No table? Make a table. I always keep a dummy table around just for this.
create table artificial_range(
id int not null primary key auto_increment,
name varchar( 20 ) null ) ;
-- or whatever your database requires for an auto increment column
insert into artificial_range( name ) values ( null )
-- create one row.
insert into artificial_range( name ) select name from artificial_range;
-- you now have two rows
insert into artificial_range( name ) select name from artificial_range;
-- you now have four rows
insert into artificial_range( name ) select name from artificial_range;
-- you now have eight rows
--etc.
insert into artificial_range( name ) select name from artificial_range;
-- you now have 1024 rows, with ids 1-1024
Now make it convenient to use, and limit it to 30 days, with a view:
Edit: JR Lawhorne notes:
You need to change "date_add" to "date_sub" to get the previous 30 days in the created view.
Thanks JR!
create view each_of_the_last_30_days as
select date_sub( now(), interval (id - 1) day ) as adate
from artificial_range where id < 32;
Now use this in your query (I haven't actually tested your query, I'm just assuming it works correctly):
Edit: I should be joining the other way:
SELECT COUNT(*) cnt, b.adate
FROM each_of_the_last_30_days b
left outer join sample a
on ( b.adate BETWEEN a.start_active AND a.last_active)
GROUP BY b.adate;
SQL is great at matching sets of values that are stored in the database, but it isn't so great at matching sets of values that aren't in the database. So one easy workaround is to create a temp table containing the values you need:
CREATE TEMPORARY TABLE days_ago (d SMALLINT);
INSERT INTO days_ago (d) VALUES
(0), (1), (2), ... (29), (30);
Now you can compare a date that is d days ago to the span between start_active and last_active of each row. Count how many matching rows in the group per value of d and you've got your count.

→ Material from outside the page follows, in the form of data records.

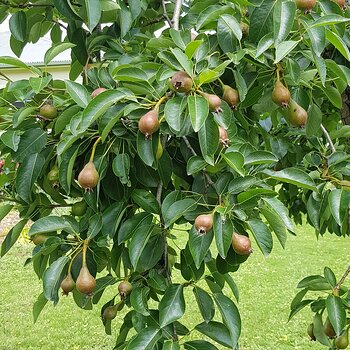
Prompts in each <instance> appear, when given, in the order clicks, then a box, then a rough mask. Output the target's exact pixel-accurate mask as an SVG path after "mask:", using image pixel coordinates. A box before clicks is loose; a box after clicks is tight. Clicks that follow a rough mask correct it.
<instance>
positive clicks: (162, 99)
mask: <svg viewBox="0 0 350 350" xmlns="http://www.w3.org/2000/svg"><path fill="white" fill-rule="evenodd" d="M167 99H168V96H166V95H165V96H163V97H161V98H160V99H159V101H158V102H157V103H156V105H155V106H154V109H155V111H156V112H157V113H158V111H159V106H160V105H161V104H162V103H163V102H164V101H166V100H167Z"/></svg>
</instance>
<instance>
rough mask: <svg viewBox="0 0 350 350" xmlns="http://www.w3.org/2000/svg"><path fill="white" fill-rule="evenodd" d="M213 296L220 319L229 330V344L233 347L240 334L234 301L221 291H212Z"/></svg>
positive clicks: (240, 319)
mask: <svg viewBox="0 0 350 350" xmlns="http://www.w3.org/2000/svg"><path fill="white" fill-rule="evenodd" d="M213 298H214V300H215V303H216V305H217V307H218V309H219V311H220V313H221V316H222V319H223V321H224V323H225V325H226V327H227V328H228V330H229V333H230V338H231V342H230V344H231V346H232V349H234V348H235V347H236V346H237V344H238V339H239V336H240V334H241V317H240V315H239V311H238V309H237V306H236V305H235V304H234V302H233V301H232V300H231V299H230V298H228V297H227V296H225V295H223V294H221V293H214V294H213Z"/></svg>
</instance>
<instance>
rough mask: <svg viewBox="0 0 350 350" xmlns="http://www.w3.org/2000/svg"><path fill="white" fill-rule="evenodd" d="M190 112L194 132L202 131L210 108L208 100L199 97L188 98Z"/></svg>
mask: <svg viewBox="0 0 350 350" xmlns="http://www.w3.org/2000/svg"><path fill="white" fill-rule="evenodd" d="M187 104H188V112H189V114H190V118H191V123H192V126H193V130H194V132H198V131H199V129H201V128H202V127H203V125H204V123H205V121H206V119H207V117H208V114H209V106H208V102H207V100H206V99H205V98H204V97H202V96H199V95H193V96H188V98H187Z"/></svg>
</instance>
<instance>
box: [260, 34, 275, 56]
mask: <svg viewBox="0 0 350 350" xmlns="http://www.w3.org/2000/svg"><path fill="white" fill-rule="evenodd" d="M273 43H274V38H273V34H272V33H267V34H266V35H264V36H263V37H262V38H261V39H260V41H259V43H258V46H257V48H256V57H259V56H261V55H262V54H263V53H264V52H265V51H266V50H268V49H269V48H270V47H271V45H272V44H273Z"/></svg>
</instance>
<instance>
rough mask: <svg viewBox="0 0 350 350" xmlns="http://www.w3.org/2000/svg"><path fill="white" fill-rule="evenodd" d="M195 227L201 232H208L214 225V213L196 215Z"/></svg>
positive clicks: (205, 233) (205, 232)
mask: <svg viewBox="0 0 350 350" xmlns="http://www.w3.org/2000/svg"><path fill="white" fill-rule="evenodd" d="M194 227H195V228H196V230H197V232H198V233H200V234H206V233H207V232H208V231H210V230H211V228H212V227H213V215H211V214H201V215H198V216H197V217H196V220H195V221H194Z"/></svg>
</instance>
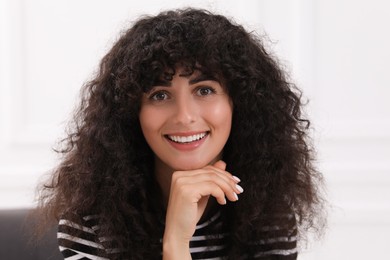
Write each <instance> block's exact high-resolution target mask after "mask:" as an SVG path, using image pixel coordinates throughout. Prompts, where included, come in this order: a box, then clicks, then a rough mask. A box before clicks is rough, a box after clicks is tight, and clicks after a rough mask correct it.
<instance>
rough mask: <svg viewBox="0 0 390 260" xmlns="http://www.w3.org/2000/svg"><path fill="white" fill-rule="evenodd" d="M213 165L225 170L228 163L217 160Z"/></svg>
mask: <svg viewBox="0 0 390 260" xmlns="http://www.w3.org/2000/svg"><path fill="white" fill-rule="evenodd" d="M213 166H214V167H216V168H218V169H221V170H223V171H224V170H225V169H226V163H225V162H224V161H222V160H219V161H217V162H216V163H214V164H213Z"/></svg>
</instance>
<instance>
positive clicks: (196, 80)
mask: <svg viewBox="0 0 390 260" xmlns="http://www.w3.org/2000/svg"><path fill="white" fill-rule="evenodd" d="M179 77H187V76H184V75H179ZM207 80H211V81H216V82H219V80H218V79H217V78H216V77H214V76H212V75H209V74H203V73H202V74H200V75H199V76H196V77H195V78H193V79H190V81H189V83H190V85H193V84H196V83H198V82H202V81H207ZM153 85H154V86H162V87H170V86H171V85H172V82H171V81H168V80H161V79H157V80H156V81H155V82H154V83H153Z"/></svg>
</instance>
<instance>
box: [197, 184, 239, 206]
mask: <svg viewBox="0 0 390 260" xmlns="http://www.w3.org/2000/svg"><path fill="white" fill-rule="evenodd" d="M199 192H200V194H201V196H202V197H203V196H209V195H211V196H213V197H214V198H215V199H216V200H217V202H218V203H219V204H221V205H225V204H226V197H227V198H228V199H229V200H232V201H236V199H235V196H234V195H232V196H226V193H225V192H224V190H223V189H221V187H220V186H219V185H217V184H216V183H214V182H203V183H202V185H201V186H200V188H199ZM236 196H237V195H236Z"/></svg>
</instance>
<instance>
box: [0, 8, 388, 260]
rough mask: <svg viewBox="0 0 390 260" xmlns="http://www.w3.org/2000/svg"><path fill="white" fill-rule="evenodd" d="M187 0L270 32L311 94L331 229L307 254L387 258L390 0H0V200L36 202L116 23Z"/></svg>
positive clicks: (304, 257)
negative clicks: (86, 86)
mask: <svg viewBox="0 0 390 260" xmlns="http://www.w3.org/2000/svg"><path fill="white" fill-rule="evenodd" d="M183 6H195V7H204V8H208V9H210V10H212V11H217V12H219V13H222V14H225V15H227V16H231V17H234V19H235V20H236V21H237V22H239V23H241V24H244V25H245V27H246V28H248V29H249V30H256V31H257V32H258V33H259V34H264V32H266V33H267V35H268V38H269V40H271V42H272V44H269V45H268V48H269V49H270V50H272V51H273V52H275V53H277V55H278V56H279V57H280V59H281V61H282V63H283V64H285V66H286V68H287V69H288V70H289V72H290V73H291V75H292V77H293V79H294V81H295V82H296V83H297V84H298V85H299V86H300V87H301V88H302V89H303V91H304V93H305V97H306V98H308V99H309V100H310V103H309V105H308V107H307V108H308V109H307V112H308V113H309V116H310V118H311V119H312V121H313V126H314V129H315V131H314V133H313V135H314V141H315V144H316V146H317V150H318V167H319V169H320V170H321V171H322V172H323V174H324V176H325V178H326V181H327V192H328V199H329V201H330V203H331V205H332V208H331V209H330V212H329V228H328V232H327V235H326V236H325V238H324V239H323V241H321V242H320V243H317V244H314V245H312V246H311V247H310V248H308V249H306V250H305V252H304V254H302V255H301V257H300V259H383V258H384V256H385V252H386V247H387V246H388V242H389V239H388V234H389V233H390V203H389V198H390V102H389V99H390V89H389V88H390V77H389V74H390V66H389V61H390V47H389V46H390V33H389V32H390V29H389V25H390V4H389V2H388V1H386V0H383V1H381V0H370V1H368V0H366V1H363V0H312V1H310V0H290V1H287V0H285V1H282V0H262V1H255V0H253V1H235V0H229V1H227V0H225V1H222V0H221V1H179V0H176V1H174V0H165V1H157V0H156V1H151V0H143V1H139V2H138V1H125V0H121V1H119V0H117V1H111V0H110V1H109V0H106V1H93V0H83V1H79V0H57V1H53V0H34V1H32V0H0V208H19V207H31V206H33V205H34V188H35V186H36V184H37V182H38V180H39V179H42V176H44V175H45V174H47V173H48V172H49V170H50V169H51V168H52V167H53V166H54V165H55V164H56V162H57V161H56V155H55V153H54V152H53V151H52V148H53V147H54V146H55V144H56V142H57V141H58V140H59V139H60V138H61V137H63V136H64V132H63V131H64V127H65V124H66V121H67V120H68V119H69V115H70V113H71V111H72V109H73V108H74V105H75V104H76V101H77V97H78V93H79V89H80V87H81V85H82V84H83V83H84V82H85V81H86V80H88V79H89V78H90V77H92V75H93V72H94V71H95V69H96V68H97V65H98V62H99V60H100V59H101V57H102V56H103V55H104V54H105V53H106V52H107V51H108V49H109V48H110V46H111V45H112V43H113V42H114V41H115V39H116V38H117V36H118V34H119V32H120V31H121V30H122V29H124V28H126V27H128V26H129V25H131V22H132V21H133V20H135V19H136V18H137V17H138V16H139V15H141V14H145V13H149V14H156V13H157V12H158V11H160V10H164V9H168V8H177V7H183Z"/></svg>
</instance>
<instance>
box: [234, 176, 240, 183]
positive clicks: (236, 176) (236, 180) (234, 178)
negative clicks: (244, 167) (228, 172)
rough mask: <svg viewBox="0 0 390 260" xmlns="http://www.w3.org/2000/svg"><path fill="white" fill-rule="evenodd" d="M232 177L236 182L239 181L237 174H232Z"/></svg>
mask: <svg viewBox="0 0 390 260" xmlns="http://www.w3.org/2000/svg"><path fill="white" fill-rule="evenodd" d="M232 178H233V179H234V180H235V181H236V182H240V181H241V180H240V178H238V177H237V176H232Z"/></svg>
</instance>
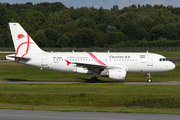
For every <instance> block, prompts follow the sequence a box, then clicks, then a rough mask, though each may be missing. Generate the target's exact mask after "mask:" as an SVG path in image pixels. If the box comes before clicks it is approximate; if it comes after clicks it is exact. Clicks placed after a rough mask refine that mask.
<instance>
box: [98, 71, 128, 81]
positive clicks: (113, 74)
mask: <svg viewBox="0 0 180 120" xmlns="http://www.w3.org/2000/svg"><path fill="white" fill-rule="evenodd" d="M126 74H127V72H126V70H125V69H108V70H104V71H102V72H101V76H103V77H109V78H110V79H114V80H125V79H126Z"/></svg>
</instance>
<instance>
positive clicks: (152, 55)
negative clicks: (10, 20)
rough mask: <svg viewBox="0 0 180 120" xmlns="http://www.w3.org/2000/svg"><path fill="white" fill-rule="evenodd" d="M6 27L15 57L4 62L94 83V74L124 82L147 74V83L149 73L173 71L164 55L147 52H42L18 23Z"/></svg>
mask: <svg viewBox="0 0 180 120" xmlns="http://www.w3.org/2000/svg"><path fill="white" fill-rule="evenodd" d="M9 27H10V31H11V35H12V39H13V43H14V48H15V53H16V54H12V55H7V56H6V59H7V60H11V61H15V62H17V63H20V64H24V65H29V66H33V67H37V68H40V69H46V70H51V71H57V72H67V73H82V74H92V78H91V79H90V82H91V83H94V82H97V77H96V76H97V75H101V76H104V77H109V78H110V79H114V80H125V79H126V76H127V73H147V76H148V77H147V78H148V80H147V82H149V83H150V82H152V80H151V76H150V73H159V72H167V71H170V70H173V69H174V68H175V64H174V63H172V62H171V61H168V59H166V58H165V57H164V56H162V55H159V54H155V53H148V52H139V53H131V52H129V53H128V52H98V53H97V52H74V51H72V52H45V51H43V50H42V49H40V48H39V47H38V45H37V44H36V43H35V42H34V41H33V39H32V38H31V37H30V36H29V35H28V34H27V32H26V31H25V30H24V29H23V28H22V27H21V25H20V24H19V23H16V22H10V23H9Z"/></svg>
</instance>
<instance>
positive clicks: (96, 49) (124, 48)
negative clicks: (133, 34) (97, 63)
mask: <svg viewBox="0 0 180 120" xmlns="http://www.w3.org/2000/svg"><path fill="white" fill-rule="evenodd" d="M42 49H43V50H44V51H53V52H72V51H74V52H107V51H109V52H145V51H150V52H158V51H161V52H168V51H180V46H177V47H171V46H170V47H89V48H77V47H66V48H57V47H55V48H47V47H46V48H42ZM4 51H6V52H8V51H14V48H13V47H0V52H4Z"/></svg>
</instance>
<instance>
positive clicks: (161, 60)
mask: <svg viewBox="0 0 180 120" xmlns="http://www.w3.org/2000/svg"><path fill="white" fill-rule="evenodd" d="M159 61H168V59H166V58H160V59H159Z"/></svg>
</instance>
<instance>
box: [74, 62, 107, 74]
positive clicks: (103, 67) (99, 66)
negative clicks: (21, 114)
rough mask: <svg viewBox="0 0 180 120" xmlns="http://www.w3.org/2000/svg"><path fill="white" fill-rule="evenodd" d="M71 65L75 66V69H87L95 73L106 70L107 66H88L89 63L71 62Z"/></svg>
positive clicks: (91, 64)
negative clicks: (80, 68)
mask: <svg viewBox="0 0 180 120" xmlns="http://www.w3.org/2000/svg"><path fill="white" fill-rule="evenodd" d="M71 64H75V65H76V67H83V68H87V69H89V70H92V71H94V72H97V73H100V72H101V71H103V70H104V69H106V68H107V66H104V65H97V64H90V63H78V62H72V63H71Z"/></svg>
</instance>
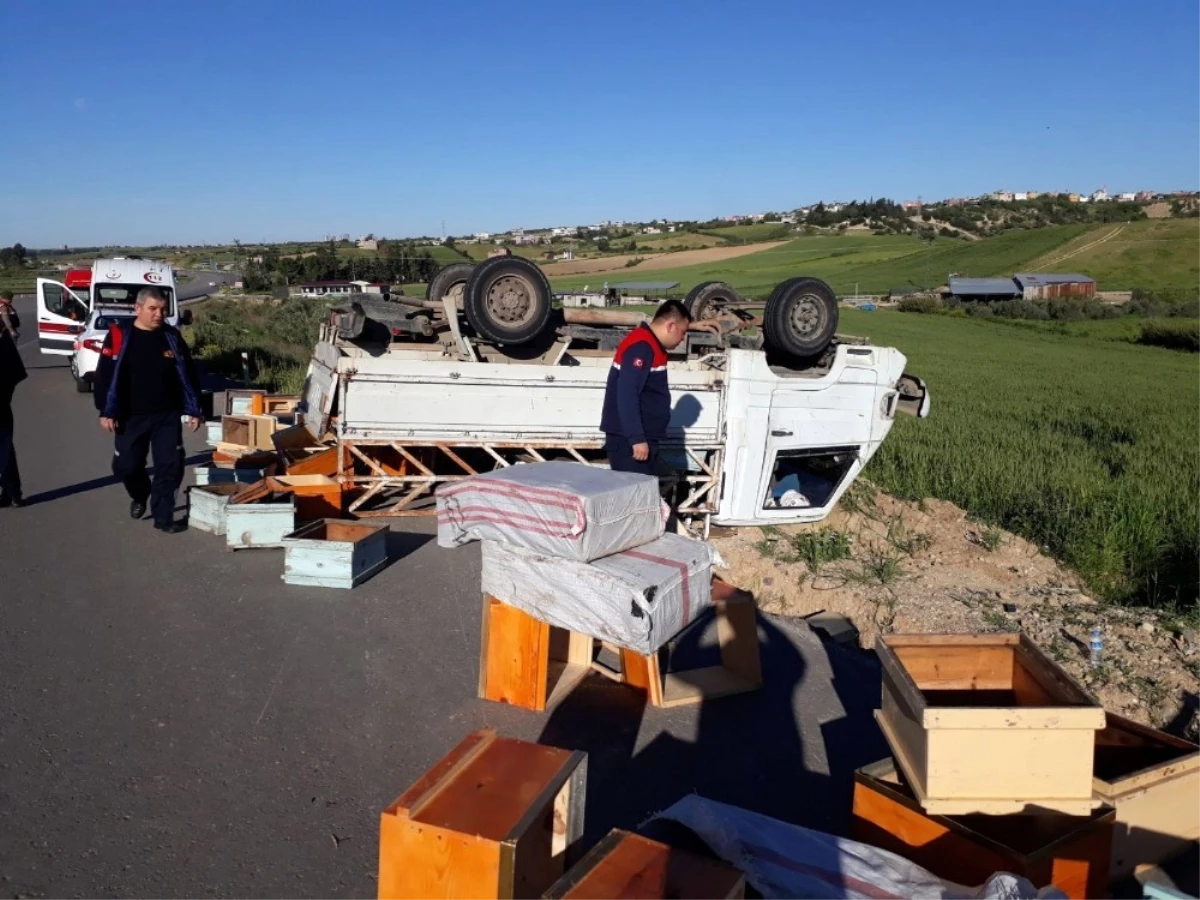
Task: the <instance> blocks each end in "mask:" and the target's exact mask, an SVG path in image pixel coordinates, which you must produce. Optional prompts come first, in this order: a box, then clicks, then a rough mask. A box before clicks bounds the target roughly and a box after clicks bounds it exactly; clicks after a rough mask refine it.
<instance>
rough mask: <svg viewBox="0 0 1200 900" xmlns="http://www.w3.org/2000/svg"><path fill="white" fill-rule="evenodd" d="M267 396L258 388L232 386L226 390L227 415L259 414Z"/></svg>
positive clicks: (262, 391) (262, 411)
mask: <svg viewBox="0 0 1200 900" xmlns="http://www.w3.org/2000/svg"><path fill="white" fill-rule="evenodd" d="M265 396H266V391H264V390H262V389H258V388H232V389H229V390H227V391H226V415H259V414H262V412H263V397H265Z"/></svg>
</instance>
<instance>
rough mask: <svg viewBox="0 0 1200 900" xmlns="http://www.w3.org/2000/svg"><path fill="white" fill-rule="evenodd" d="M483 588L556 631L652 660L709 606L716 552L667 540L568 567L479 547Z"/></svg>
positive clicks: (678, 540)
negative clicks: (618, 648) (680, 632)
mask: <svg viewBox="0 0 1200 900" xmlns="http://www.w3.org/2000/svg"><path fill="white" fill-rule="evenodd" d="M482 556H484V566H482V589H484V593H485V594H490V595H492V596H494V598H496V599H497V600H502V601H504V602H506V604H509V605H510V606H516V607H517V608H518V610H522V611H524V612H527V613H529V614H530V616H533V617H534V618H536V619H541V620H542V622H548V623H550V624H551V625H554V626H557V628H565V629H569V630H571V631H578V632H581V634H584V635H589V636H590V637H599V638H600V640H602V641H608V642H610V643H613V644H617V646H618V647H624V648H626V649H630V650H636V652H637V653H642V654H649V653H654V652H655V650H658V649H659V648H660V647H661V646H662V644H665V643H666V642H667V641H670V640H671V638H672V637H674V636H676V635H677V634H679V631H680V630H682V629H683V628H685V626H686V625H689V624H690V623H692V622H695V620H696V618H697V617H698V616H700V614H701V613H702V612H703V611H704V610H707V608H708V607H709V606H712V605H713V594H712V587H713V562H714V559H715V552H714V550H713V547H712V546H710V545H708V544H706V542H704V541H698V540H692V539H691V538H684V536H682V535H678V534H664V535H662V536H661V538H659V539H658V540H655V541H652V542H650V544H647V545H644V546H642V547H637V548H636V550H626V551H624V552H622V553H614V554H613V556H610V557H605V558H604V559H595V560H593V562H590V563H578V562H569V560H564V559H558V558H554V557H551V556H547V554H545V553H539V552H536V551H532V550H526V548H522V547H514V546H510V545H505V544H499V542H497V541H484V554H482Z"/></svg>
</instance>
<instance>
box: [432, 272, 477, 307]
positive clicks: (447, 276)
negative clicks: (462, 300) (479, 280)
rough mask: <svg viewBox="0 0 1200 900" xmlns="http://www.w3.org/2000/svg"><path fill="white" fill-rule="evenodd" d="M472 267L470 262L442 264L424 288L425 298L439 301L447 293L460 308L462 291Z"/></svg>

SELECT CURRENT_DATE - d DAYS, COUNT(*) cnt,
FROM days_ago
LEFT JOIN sample ON (CURRENT_DATE - d DAYS BETWEEN start_active AND last_active)
GROUP BY d
ORDER BY d DESC; -- oldest to newest
Another note: you can't use column aliases defined in your select-list in expressions until you get to the GROUP BY clause. Actually, in standard SQL you can't use them until the ORDER BY clause, but MySQL supports using aliases in GROUP BY and HAVING clauses as well.
Turn the date into a unix timestamp, which is seconds, in your query and then just look for the difference to be <= the number of seconds in a month.
You can find more information here:
http://dev.mysql.com/doc/refman/5.1/en/date-and-time-functions.html#function_unix-timestamp
If you need help with the query please let me know, but MySQL has nice functions for dealing with datetime.
[Edit] Since I was confused as to the real question, I need to finish the lawn but before I forget I want to write this down.
To get a count of the number by day you will want your where clause to be as I described above, to limit to the past 30 days, but you will need to group by day, and so select by converting each start to a day of the month and then do a count of those.
This assumes that each use will be limited to one day, if the start and end dates can span several days then it will be trickier.